Create an interactive display for geographical data with python: real-estate prices near Geneva.

In this post, you will learn how to use python to overlay your data on top of a dynamic Google map.

As an example, we will use a dataset containing all the real-estate sells that occurred in 2018 and 2019 in France, near the swiss town of Geneva. If you just want to see the prices, you'll find a ready-to-use interactive plot at the end of the post.

In real world data science, geographical datasets are everywhere. In fact, as soon as measurements are done at a given place in the world, the dataset becomes geographical.
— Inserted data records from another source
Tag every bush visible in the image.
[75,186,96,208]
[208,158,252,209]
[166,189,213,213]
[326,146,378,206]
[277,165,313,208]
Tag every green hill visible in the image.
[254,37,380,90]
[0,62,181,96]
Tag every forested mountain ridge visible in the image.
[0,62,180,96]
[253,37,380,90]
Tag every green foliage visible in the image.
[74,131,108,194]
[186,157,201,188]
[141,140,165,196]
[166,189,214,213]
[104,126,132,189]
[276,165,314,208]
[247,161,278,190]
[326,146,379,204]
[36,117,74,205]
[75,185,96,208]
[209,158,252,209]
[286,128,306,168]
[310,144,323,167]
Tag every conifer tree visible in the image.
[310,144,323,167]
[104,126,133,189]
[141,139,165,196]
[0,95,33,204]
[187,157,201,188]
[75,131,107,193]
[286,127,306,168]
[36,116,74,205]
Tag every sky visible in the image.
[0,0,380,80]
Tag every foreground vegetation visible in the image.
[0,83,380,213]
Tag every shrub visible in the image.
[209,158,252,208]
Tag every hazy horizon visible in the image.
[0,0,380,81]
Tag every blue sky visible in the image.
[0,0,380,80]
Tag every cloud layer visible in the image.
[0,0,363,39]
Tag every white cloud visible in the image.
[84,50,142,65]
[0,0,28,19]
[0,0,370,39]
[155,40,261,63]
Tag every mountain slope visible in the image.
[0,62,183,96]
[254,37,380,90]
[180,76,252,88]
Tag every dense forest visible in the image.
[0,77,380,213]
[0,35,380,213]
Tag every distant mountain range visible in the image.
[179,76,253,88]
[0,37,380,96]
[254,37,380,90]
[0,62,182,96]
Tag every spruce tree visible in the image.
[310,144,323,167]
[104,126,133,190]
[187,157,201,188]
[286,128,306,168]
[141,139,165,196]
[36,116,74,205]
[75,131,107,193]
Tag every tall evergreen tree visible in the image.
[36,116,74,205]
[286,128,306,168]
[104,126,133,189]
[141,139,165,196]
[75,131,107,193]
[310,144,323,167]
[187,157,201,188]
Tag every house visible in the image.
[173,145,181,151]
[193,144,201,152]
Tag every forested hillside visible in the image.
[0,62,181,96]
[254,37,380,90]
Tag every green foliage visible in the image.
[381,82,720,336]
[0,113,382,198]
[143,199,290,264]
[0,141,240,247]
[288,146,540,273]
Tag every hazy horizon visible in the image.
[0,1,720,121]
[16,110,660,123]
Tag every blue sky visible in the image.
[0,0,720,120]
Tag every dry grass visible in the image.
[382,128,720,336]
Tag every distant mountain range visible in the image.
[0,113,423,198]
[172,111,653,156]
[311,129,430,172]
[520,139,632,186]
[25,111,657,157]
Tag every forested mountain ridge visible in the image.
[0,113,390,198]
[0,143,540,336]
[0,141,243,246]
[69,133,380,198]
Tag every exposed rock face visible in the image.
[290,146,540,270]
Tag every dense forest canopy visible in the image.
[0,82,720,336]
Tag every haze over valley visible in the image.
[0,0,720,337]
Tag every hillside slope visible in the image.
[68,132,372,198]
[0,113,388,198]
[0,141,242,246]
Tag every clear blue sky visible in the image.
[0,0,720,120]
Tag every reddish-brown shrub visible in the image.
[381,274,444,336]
Think about census, real estate, a distributed system of IOT sensors, geological or weather data, etc.

To gain insight into such datasets, you need to be able to display or segment them as a function of geographical coordinates. As soon as you do that, obvious features will jump at your eyes. You'll see and fix bugs in your data processing, and you'll start thinking about ways to extract valuable information from these datasets.

• Installation: set up python for this exercise
• Get a Google Map API key : this is necessary to be able to display google maps in your applications
• How to prepare your data for geographical display : we will use pandas to read the dataset from file, and have a first look at the data before display.
• Dynamic Google Map with data overlay : we will create a nice interactive plot with bokeh.

## Installation

In the article Interactive Visualization with Bokeh in a Jupyter Notebook, we have seen how to use bokeh to easily create interactive and engaging visualizations. And in Simple Text Mining with Pandas, you can see how pandas can be used to process and analyse data efficiently, in a few lines of code.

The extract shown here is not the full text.